Last month in Houston, former President Obama told the crowd it should give him credit for the United States’ increased energy output. "That was me, people," he said (Energywire, Nov. 28).

Still, Obama did not seek to make drilling on federal lands any easier, explained Kathleen Sgamma of the Western Energy Alliance.

"There are a thousand ways for the government to slow things down," she said.

Yet Sgamma added that the laws require any administration to advance "responsible oil and gas development. It’s one of the primary designated uses of our [non-park] public lands," she said. "That is constant across all administrations."

As for offshore drilling, Zinke grabbed headlines earlier this year when he proposed to open up more than 90 percent of the U.S. outer continental shelf (OCS). A majority of the offshore shelf is near Alaska, but government surveys show scant oil or gas reserves actually exist beneath much of the land there (Energywire, Jan. 17)

Walter Cruickshank, acting director at the Bureau of Ocean Energy Management, recently stressed that "the secretary wanted to know all that was out there" but that "he will winnow down." The next iteration of the five-year leasing plan is expected to be released any day now.

Reaction

Conservationists worry about what the Trump administration’s push to open leases and roll back environmental rules means for the future.

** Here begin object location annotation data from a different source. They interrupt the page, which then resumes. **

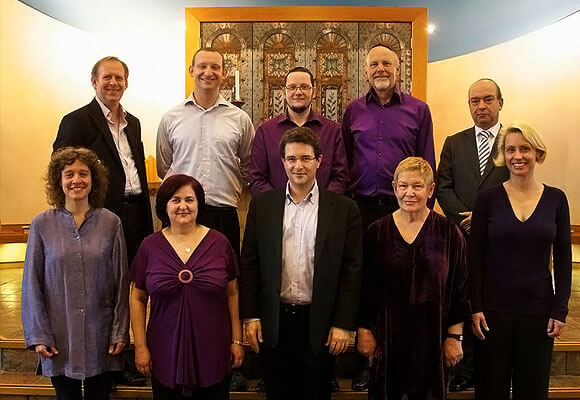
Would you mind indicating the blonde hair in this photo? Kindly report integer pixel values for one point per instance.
(530, 135)
(416, 164)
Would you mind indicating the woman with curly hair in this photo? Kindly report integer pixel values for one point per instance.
(75, 310)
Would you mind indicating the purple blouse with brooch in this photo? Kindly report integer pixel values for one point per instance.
(189, 329)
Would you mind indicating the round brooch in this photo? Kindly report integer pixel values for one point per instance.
(185, 276)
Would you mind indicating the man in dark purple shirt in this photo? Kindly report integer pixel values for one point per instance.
(380, 129)
(266, 170)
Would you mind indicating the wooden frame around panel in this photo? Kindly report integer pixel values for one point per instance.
(417, 17)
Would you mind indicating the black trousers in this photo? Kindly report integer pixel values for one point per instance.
(224, 220)
(96, 387)
(516, 350)
(291, 369)
(218, 391)
(134, 217)
(373, 208)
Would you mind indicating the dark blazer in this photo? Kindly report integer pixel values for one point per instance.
(87, 127)
(337, 265)
(458, 176)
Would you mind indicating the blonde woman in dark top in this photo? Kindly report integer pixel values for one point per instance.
(516, 228)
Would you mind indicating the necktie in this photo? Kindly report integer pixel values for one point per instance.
(483, 150)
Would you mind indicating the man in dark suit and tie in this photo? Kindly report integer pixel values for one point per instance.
(115, 135)
(300, 275)
(466, 166)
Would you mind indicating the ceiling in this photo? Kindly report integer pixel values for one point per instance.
(462, 26)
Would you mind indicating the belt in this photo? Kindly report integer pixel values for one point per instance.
(220, 208)
(132, 198)
(294, 308)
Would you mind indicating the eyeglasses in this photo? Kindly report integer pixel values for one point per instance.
(303, 88)
(304, 159)
(487, 100)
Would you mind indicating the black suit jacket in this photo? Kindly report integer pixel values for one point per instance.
(337, 265)
(458, 176)
(87, 127)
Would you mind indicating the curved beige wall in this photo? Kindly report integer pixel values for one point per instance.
(540, 81)
(44, 74)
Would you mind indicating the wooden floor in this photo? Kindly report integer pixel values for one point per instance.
(19, 382)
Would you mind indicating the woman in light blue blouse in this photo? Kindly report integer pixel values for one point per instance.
(74, 290)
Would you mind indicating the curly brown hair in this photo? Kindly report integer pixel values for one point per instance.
(66, 156)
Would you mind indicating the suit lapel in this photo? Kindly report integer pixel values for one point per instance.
(276, 215)
(97, 115)
(325, 214)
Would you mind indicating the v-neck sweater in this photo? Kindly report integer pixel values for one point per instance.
(510, 258)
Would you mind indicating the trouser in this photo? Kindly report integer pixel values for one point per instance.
(224, 220)
(291, 369)
(95, 388)
(516, 350)
(133, 216)
(218, 391)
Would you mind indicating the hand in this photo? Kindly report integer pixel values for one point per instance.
(116, 348)
(466, 222)
(253, 334)
(555, 327)
(45, 351)
(143, 360)
(366, 343)
(478, 322)
(453, 352)
(337, 341)
(237, 355)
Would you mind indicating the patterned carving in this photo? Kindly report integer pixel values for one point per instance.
(330, 106)
(335, 52)
(278, 101)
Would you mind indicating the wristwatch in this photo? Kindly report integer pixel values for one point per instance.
(455, 336)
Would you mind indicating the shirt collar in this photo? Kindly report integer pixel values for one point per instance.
(107, 112)
(494, 130)
(221, 101)
(372, 96)
(312, 116)
(311, 197)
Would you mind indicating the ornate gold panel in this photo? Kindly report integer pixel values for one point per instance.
(263, 52)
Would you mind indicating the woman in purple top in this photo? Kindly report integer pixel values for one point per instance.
(414, 297)
(194, 334)
(75, 309)
(517, 313)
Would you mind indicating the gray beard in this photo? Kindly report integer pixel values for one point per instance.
(299, 110)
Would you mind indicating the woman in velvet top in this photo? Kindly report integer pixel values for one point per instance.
(414, 298)
(516, 228)
(75, 309)
(189, 272)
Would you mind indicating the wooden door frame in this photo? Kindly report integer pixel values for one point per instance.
(417, 16)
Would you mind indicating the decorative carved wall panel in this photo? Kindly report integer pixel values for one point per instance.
(263, 52)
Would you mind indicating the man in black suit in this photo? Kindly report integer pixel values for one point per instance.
(466, 166)
(300, 275)
(115, 135)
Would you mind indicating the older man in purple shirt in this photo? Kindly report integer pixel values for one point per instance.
(380, 129)
(266, 170)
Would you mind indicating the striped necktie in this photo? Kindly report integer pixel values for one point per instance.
(483, 149)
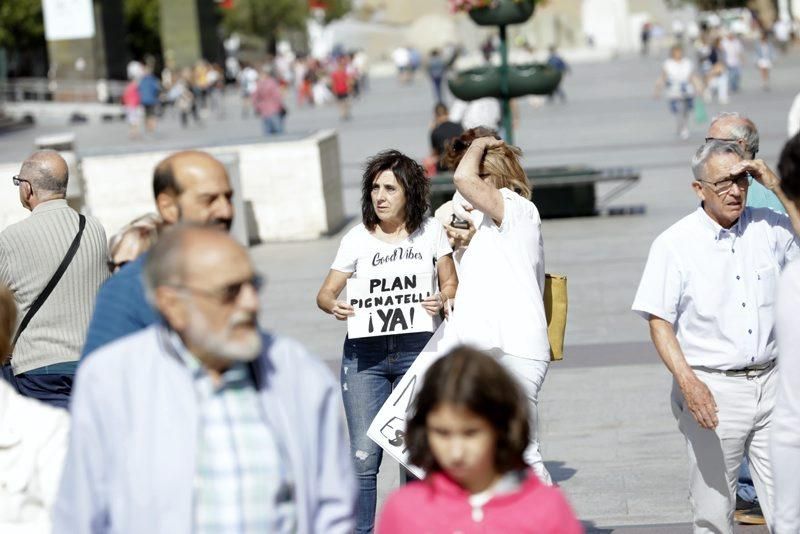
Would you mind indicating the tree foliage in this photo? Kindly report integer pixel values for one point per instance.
(142, 20)
(21, 24)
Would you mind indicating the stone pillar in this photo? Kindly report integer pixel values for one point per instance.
(189, 31)
(95, 57)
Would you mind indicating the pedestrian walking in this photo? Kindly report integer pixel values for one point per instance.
(202, 422)
(133, 240)
(733, 127)
(149, 93)
(716, 78)
(437, 70)
(555, 61)
(765, 55)
(395, 238)
(268, 102)
(733, 50)
(33, 442)
(189, 186)
(342, 87)
(468, 430)
(681, 84)
(502, 269)
(785, 438)
(708, 292)
(442, 133)
(132, 103)
(54, 262)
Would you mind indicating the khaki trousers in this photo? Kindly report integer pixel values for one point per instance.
(745, 406)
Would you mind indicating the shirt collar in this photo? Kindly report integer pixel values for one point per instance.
(50, 205)
(718, 231)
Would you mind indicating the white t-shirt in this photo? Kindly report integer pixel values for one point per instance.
(499, 304)
(366, 256)
(679, 78)
(785, 439)
(717, 286)
(732, 49)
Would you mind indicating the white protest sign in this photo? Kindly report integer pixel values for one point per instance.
(388, 429)
(68, 19)
(389, 305)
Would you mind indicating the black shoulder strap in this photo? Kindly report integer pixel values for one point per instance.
(73, 248)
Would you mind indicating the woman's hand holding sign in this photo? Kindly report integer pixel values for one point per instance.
(342, 310)
(436, 303)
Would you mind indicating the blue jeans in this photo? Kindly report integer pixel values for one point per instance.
(273, 124)
(744, 488)
(371, 367)
(51, 384)
(734, 78)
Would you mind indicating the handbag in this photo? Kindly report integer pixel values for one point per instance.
(73, 248)
(555, 310)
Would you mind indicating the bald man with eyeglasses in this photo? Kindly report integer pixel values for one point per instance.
(54, 262)
(203, 422)
(708, 293)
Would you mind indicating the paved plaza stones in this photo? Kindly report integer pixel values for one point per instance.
(608, 436)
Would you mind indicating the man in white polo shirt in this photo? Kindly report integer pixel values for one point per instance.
(708, 293)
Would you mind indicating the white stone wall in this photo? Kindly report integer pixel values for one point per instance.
(293, 187)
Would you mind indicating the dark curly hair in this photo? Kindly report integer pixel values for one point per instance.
(411, 177)
(789, 168)
(468, 378)
(501, 165)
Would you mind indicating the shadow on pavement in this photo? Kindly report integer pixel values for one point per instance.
(559, 472)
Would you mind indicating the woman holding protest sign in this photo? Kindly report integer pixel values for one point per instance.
(500, 306)
(398, 252)
(468, 431)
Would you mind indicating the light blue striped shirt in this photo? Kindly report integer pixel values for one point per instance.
(242, 483)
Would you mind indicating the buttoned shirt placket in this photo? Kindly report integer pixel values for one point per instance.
(745, 286)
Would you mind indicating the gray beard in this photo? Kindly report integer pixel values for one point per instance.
(218, 343)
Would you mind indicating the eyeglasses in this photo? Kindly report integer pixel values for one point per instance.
(113, 266)
(722, 187)
(723, 139)
(229, 293)
(17, 180)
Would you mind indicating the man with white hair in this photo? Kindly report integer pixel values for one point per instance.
(736, 128)
(708, 293)
(202, 423)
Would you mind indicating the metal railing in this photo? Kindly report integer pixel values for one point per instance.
(44, 90)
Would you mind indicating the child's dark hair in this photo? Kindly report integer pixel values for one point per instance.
(468, 378)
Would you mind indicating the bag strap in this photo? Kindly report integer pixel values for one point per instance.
(73, 248)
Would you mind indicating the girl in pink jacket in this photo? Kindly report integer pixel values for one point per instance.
(468, 431)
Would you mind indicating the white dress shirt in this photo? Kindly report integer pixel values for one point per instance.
(717, 286)
(785, 442)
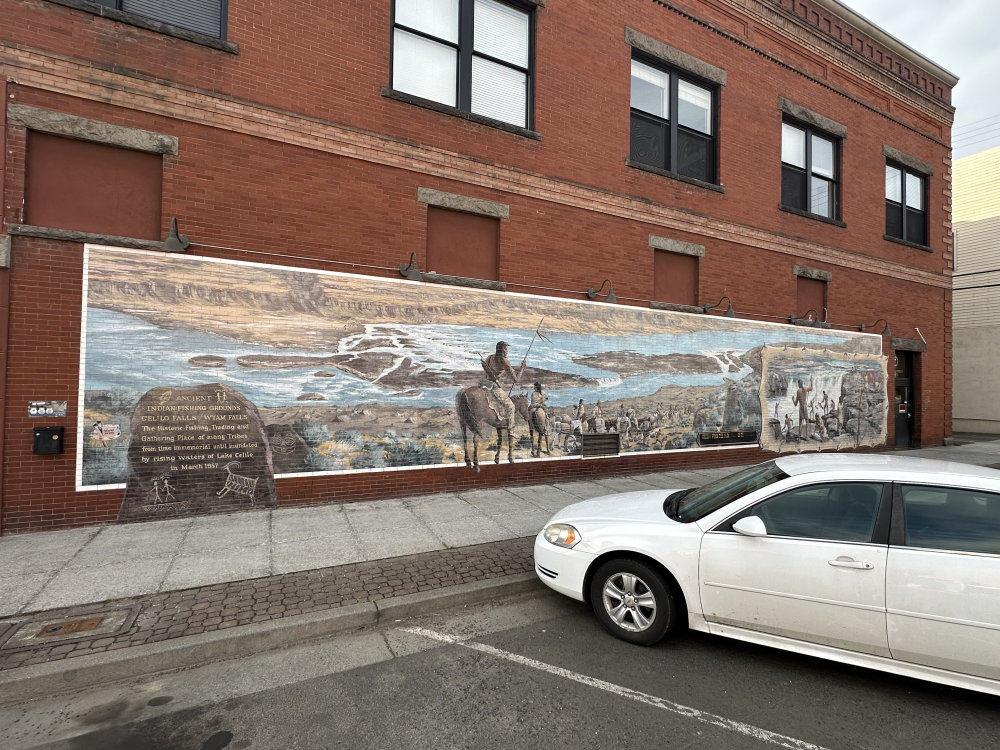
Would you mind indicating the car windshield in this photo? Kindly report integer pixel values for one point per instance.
(701, 501)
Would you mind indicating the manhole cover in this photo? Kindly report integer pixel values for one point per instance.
(69, 628)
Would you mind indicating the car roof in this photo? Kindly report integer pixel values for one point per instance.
(807, 463)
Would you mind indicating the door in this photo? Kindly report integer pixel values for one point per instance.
(816, 576)
(942, 579)
(905, 399)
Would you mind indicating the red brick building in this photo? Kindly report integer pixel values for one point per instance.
(785, 154)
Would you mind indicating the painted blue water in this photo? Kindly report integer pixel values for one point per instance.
(123, 351)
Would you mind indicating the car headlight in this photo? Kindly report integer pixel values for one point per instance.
(562, 535)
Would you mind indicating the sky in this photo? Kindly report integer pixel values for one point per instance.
(963, 37)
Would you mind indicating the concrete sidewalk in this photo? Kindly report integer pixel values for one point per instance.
(175, 593)
(60, 569)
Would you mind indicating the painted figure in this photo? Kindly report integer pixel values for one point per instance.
(496, 366)
(799, 399)
(538, 421)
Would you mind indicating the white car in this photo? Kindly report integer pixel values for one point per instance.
(879, 561)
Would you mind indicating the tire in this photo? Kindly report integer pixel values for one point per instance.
(633, 601)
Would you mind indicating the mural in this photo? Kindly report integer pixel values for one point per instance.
(822, 399)
(349, 373)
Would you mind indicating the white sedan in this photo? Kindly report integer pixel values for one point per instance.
(879, 561)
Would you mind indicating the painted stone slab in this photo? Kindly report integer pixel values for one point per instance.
(196, 449)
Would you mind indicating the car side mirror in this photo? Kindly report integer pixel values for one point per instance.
(750, 526)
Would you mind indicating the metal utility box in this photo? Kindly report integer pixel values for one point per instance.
(48, 440)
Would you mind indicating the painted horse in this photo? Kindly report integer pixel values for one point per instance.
(473, 411)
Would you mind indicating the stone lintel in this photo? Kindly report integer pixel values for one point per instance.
(673, 56)
(463, 203)
(676, 246)
(806, 272)
(673, 307)
(809, 117)
(85, 129)
(908, 345)
(71, 235)
(917, 165)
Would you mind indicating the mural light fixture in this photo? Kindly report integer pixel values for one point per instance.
(175, 242)
(610, 297)
(410, 270)
(729, 313)
(885, 331)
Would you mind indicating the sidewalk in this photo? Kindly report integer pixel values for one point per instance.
(86, 592)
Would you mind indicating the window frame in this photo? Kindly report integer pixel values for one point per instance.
(904, 209)
(111, 9)
(809, 173)
(676, 74)
(465, 53)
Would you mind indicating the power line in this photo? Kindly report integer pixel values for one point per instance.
(976, 122)
(974, 134)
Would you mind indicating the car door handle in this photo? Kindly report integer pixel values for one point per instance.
(847, 562)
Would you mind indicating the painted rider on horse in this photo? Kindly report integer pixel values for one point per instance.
(496, 365)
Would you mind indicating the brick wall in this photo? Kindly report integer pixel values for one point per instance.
(289, 147)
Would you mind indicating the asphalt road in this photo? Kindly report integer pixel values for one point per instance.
(515, 674)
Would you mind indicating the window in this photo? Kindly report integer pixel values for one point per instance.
(672, 122)
(952, 519)
(92, 187)
(675, 278)
(463, 244)
(905, 197)
(809, 180)
(842, 512)
(205, 17)
(474, 55)
(810, 295)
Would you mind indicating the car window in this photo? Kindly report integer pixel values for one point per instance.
(951, 519)
(835, 511)
(703, 500)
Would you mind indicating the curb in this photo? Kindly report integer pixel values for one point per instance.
(43, 680)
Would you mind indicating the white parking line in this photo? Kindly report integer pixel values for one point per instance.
(739, 727)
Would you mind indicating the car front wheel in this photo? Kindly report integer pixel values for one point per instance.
(632, 601)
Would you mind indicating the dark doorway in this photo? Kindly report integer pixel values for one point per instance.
(904, 403)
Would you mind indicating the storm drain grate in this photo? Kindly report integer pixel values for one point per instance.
(35, 633)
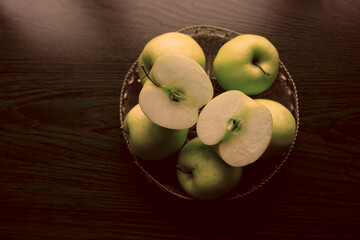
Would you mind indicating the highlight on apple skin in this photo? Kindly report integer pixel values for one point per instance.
(238, 128)
(203, 174)
(149, 141)
(284, 128)
(248, 63)
(169, 43)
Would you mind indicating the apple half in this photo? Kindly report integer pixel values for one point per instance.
(236, 126)
(177, 89)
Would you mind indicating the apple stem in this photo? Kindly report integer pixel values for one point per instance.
(176, 95)
(182, 170)
(147, 75)
(266, 73)
(234, 124)
(123, 129)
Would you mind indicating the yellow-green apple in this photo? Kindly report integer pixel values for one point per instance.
(203, 174)
(248, 63)
(236, 126)
(169, 43)
(284, 127)
(177, 88)
(149, 141)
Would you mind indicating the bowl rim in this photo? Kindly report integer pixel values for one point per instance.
(196, 29)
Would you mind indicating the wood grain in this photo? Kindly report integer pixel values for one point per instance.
(65, 172)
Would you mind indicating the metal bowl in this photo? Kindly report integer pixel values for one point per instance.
(163, 172)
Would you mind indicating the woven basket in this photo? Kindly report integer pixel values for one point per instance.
(163, 172)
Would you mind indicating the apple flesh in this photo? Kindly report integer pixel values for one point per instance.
(236, 126)
(284, 128)
(149, 141)
(248, 63)
(203, 174)
(177, 89)
(169, 43)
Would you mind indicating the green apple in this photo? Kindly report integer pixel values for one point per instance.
(149, 141)
(177, 88)
(202, 174)
(284, 128)
(236, 126)
(248, 63)
(169, 43)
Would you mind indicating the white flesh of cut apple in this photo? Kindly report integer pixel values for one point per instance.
(238, 127)
(183, 78)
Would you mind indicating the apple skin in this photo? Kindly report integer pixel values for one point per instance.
(236, 65)
(203, 174)
(149, 141)
(284, 128)
(169, 43)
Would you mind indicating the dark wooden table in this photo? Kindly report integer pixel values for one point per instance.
(65, 171)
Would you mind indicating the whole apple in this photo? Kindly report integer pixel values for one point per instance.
(248, 63)
(149, 141)
(203, 174)
(169, 43)
(284, 128)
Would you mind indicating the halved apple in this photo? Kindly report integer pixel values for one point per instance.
(238, 128)
(177, 89)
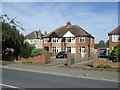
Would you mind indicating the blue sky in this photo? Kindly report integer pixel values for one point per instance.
(97, 18)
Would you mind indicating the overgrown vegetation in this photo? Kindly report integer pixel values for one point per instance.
(27, 62)
(104, 66)
(115, 54)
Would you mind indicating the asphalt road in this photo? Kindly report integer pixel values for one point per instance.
(25, 79)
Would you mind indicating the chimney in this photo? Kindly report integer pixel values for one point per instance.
(39, 34)
(45, 33)
(68, 24)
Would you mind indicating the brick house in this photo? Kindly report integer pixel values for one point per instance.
(34, 39)
(114, 37)
(70, 38)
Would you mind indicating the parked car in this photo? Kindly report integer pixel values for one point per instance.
(61, 55)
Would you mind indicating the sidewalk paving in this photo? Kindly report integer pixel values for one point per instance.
(65, 71)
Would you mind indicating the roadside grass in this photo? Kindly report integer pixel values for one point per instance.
(31, 63)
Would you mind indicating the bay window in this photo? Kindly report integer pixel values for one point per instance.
(82, 39)
(70, 49)
(46, 40)
(115, 38)
(55, 40)
(56, 49)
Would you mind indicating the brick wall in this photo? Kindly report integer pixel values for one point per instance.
(112, 44)
(43, 58)
(97, 62)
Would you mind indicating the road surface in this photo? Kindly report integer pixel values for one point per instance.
(26, 79)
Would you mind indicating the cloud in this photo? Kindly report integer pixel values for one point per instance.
(49, 16)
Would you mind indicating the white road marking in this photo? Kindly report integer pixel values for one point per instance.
(10, 86)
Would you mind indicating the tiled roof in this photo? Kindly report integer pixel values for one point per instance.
(74, 29)
(34, 35)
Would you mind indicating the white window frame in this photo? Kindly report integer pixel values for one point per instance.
(55, 40)
(115, 38)
(72, 39)
(82, 38)
(46, 40)
(56, 49)
(72, 49)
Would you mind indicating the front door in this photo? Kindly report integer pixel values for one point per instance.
(82, 50)
(46, 48)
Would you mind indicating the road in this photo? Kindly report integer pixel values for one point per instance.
(26, 79)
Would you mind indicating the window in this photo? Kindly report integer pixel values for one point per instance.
(56, 49)
(55, 40)
(82, 39)
(46, 40)
(70, 39)
(70, 49)
(32, 41)
(115, 38)
(82, 49)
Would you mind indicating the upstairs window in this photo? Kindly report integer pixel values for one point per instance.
(55, 40)
(46, 40)
(82, 39)
(70, 39)
(56, 49)
(115, 38)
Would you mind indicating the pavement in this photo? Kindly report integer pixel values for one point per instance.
(23, 80)
(65, 71)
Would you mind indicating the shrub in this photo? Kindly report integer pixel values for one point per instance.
(36, 52)
(26, 50)
(104, 66)
(115, 54)
(107, 66)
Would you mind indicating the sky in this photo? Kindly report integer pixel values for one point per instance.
(97, 18)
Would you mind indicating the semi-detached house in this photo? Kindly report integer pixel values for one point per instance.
(70, 38)
(114, 38)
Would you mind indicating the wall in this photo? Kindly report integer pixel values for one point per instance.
(43, 58)
(97, 62)
(112, 44)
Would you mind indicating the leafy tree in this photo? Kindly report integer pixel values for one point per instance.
(11, 37)
(115, 54)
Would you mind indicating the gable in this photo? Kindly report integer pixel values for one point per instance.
(68, 34)
(54, 35)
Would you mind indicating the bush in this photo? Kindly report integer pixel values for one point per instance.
(36, 52)
(115, 54)
(26, 50)
(107, 66)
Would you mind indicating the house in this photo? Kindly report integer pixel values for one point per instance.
(34, 39)
(114, 38)
(70, 38)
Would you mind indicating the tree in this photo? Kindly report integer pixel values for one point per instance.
(11, 37)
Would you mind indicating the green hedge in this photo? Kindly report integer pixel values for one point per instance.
(29, 51)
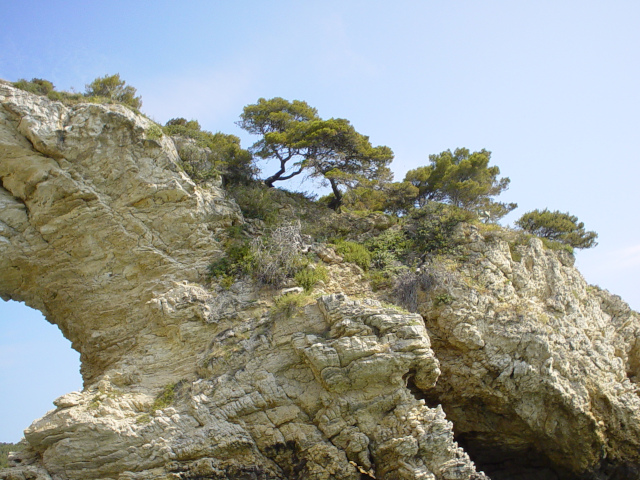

Tom Singer of the Western Environmental Law Center in New Mexico pointed out that the state has the potential to contribute to the "climate disaster" in a huge way. He said the surge in production in the Permian Basin has the potential to contribute mind-boggling amounts of greenhouse gas pollution.

As for the "dominance thing," he said, "I don’t understand why people don’t understand the boom-bust cycle. … It may be dominance for a minute. But we are just drilling ourselves into poverty."

His concerns were echoed in a flurry of advisories issued by environmental organizations over the weekend after the news broke.

"His slash-and-burn approach was absolutely destructive for public lands and wildlife," Friends of the Earth said in a statement.

Conservationists in Alaska amplified those ideas. "From the moment Secretary Zinke paraded in on horseback he’s presided over a reign of terror for our most cherished wild places," said Adam Kolton, executive director of the Alaska Wilderness League. He noted "rushed leasing and exploration in the Arctic National Wildlife Refuge" and "arbitrary and reckless" deadlines for review.

Not everyone expressed as much dismay.

Sen. Lisa Murkowski (R-Alaska), a longtime proponent of drilling in ANWR, called Zinke "a strong partner for Western states and for Alaska in particular."

"After years of frustration with the department, he came in and took a very different approach — he listened to us, built a great team and worked with us to advance our priorities," she said.

Similarly, Rep. Rob Bishop (R-Utah), outgoing chairman of the House Natural Resources Committee, said Zinke had a better vision for the future. "Where others dithered, he got stuff done. We owe him a debt of gratitude," he said in a statement.

Zinke’s Washington legacy appears to be a sharp contrast to the one he crafted as a state legislator and congressman in Montana, noted Jayson O’Neill of the Western Values Project. About 10 years ago, he drove a light-blue Prius and signed a letter urging Obama to fight climate change.

About two weeks ago, Zinke pushed back against the narrative surrounding the National Climate Assessment while acknowledging the hard work of the government scientists. Ultimately, he argued that the media has told the worst-case-scenario climate tale: "Statistically, we don’t know," he said, according to a video posted online.

Zinke’s departure has been expected for months. More broadly, getting out of Washington has been at the heart of Zinke’s mission. He had ambitious, if somewhat ambiguous, plans to reorganize Interior, pushing to send many of the departments and federal employees out West to be closer to the land they managed.

As for Zinke, he will be following his own advice in getting out of Washington — at least for now.